Newcastle University scientists and engineers have been pioneering technology for the exploration of these ultra-deep environments for the last five years and have to date completed more than 250 deployments of their novel 'lander' systems.
Using two full-ocean depth (11,000 m) capable landers equipped with HD cameras and traps the Newcastle team have been able to explore the deep sea, discovering three new species of Snailfish in the Atacama Trench.The team also discovered the first evidence of man-made fibres and plastic in the guts of crustaceans taken from Challenger Deep in the Mariana Trench—some of the deepest living organisms on earth.
Five Deeps Expedition
The Five Deeps Expedition is the first oceanic journey to take a manned, commercially-certified submersible vessel further and deeper than any in history. So far, the expedition has resulted in:
- First descent to the bottom of the Indian Ocean
- The most solo dives—three—deeper than 7,000m have now been made by a single individual, Victor Vescovo
- First manned descent of any significant depth (below 2,000 meters) in the Java Trench and the first descent to the absolute bottom of the trench (7,192m)
- Deepest dive by a British citizen (Scottish) in that country's history, by Dr.
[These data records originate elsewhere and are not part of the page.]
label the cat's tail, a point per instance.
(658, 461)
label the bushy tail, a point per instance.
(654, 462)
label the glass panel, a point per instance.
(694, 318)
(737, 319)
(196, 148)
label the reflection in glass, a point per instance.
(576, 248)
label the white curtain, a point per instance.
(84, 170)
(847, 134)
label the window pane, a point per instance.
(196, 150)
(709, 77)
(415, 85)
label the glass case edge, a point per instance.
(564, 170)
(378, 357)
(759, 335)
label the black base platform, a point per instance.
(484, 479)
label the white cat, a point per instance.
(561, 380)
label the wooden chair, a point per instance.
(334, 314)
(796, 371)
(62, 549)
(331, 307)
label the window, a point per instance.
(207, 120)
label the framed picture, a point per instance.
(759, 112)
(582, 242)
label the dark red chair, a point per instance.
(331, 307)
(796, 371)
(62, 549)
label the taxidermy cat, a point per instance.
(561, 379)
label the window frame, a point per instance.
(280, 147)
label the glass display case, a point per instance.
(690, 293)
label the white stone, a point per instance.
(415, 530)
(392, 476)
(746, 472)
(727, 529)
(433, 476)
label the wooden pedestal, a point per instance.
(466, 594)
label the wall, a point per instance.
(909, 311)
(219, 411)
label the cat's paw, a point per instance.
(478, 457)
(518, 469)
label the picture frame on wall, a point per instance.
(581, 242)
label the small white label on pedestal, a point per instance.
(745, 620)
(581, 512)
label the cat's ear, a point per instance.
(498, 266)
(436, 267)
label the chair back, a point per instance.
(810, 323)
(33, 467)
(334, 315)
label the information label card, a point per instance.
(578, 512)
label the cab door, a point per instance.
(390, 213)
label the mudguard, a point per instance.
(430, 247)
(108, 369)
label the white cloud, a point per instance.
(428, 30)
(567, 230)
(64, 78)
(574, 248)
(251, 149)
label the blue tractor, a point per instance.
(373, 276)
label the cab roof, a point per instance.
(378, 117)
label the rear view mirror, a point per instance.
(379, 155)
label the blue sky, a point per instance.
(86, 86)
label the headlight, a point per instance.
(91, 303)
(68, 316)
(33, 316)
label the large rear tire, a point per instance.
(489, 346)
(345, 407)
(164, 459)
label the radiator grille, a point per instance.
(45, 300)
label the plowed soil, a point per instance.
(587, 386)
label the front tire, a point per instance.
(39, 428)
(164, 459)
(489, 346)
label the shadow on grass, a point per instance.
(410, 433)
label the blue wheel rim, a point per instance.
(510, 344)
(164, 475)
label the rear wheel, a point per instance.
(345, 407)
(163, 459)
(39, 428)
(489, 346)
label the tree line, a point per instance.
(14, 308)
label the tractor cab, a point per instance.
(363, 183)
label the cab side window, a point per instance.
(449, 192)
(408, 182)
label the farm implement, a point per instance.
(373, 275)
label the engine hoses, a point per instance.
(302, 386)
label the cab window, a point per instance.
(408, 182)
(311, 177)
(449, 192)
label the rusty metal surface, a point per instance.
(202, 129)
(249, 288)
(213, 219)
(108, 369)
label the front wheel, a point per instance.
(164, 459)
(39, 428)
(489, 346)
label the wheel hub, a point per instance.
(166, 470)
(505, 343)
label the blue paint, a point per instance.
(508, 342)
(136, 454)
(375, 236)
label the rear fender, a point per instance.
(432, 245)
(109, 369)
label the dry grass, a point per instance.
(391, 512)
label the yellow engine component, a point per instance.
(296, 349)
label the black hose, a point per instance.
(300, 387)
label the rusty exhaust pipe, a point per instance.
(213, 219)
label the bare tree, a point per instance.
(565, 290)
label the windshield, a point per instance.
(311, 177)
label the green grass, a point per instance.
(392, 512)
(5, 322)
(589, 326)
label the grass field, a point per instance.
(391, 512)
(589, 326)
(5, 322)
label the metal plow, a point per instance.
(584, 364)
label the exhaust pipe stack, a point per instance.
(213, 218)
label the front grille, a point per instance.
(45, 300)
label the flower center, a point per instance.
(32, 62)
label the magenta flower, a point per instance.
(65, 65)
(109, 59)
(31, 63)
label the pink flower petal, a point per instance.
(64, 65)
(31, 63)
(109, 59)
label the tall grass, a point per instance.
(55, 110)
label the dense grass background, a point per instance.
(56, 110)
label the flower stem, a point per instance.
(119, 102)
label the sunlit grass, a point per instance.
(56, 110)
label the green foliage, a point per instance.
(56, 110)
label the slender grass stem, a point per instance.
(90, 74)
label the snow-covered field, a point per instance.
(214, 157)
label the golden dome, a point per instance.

Alan Jamieson to 7,180 meters, and first to visit a hadal zone
- First seabed lander operations including biological sampling and depth confirmation at the bottom of the Diamantina Fracture Zone in the Indian Ocean, 800 miles west of the Australian coast
- Discovered at least 4 new species of life, including one significantly-sized, stalked Ascidean, previously unseen by any member of the expedition science team
- Completed the third dive of the Five Deeps Expedition and thus 60 percent complete with the overall mission, and remaining on schedule for completion in September 2019
"Among other things, the Five Deeps Expedition has finally settled the debate about where the deepest point in the Indian Ocean is," says Vescovo. "Our Kongsberg EM124 multibeam sonar – the most advanced sonar currently mounted on a civilian vessel – provided detailed maps of the Diamantina Fracture Zone sea floor off the coast of Australia, as well as the deepest parts of the Java Trench. Together with physical visitation from unmanned landers and the DSV Limiting Factor submersible, we believe we have built the most precise maps possible of the deepest places in the Indian Ocean. The deepest point is in the central part of the Java Trench – not the east as was widely assumed—and that's exactly where we dove."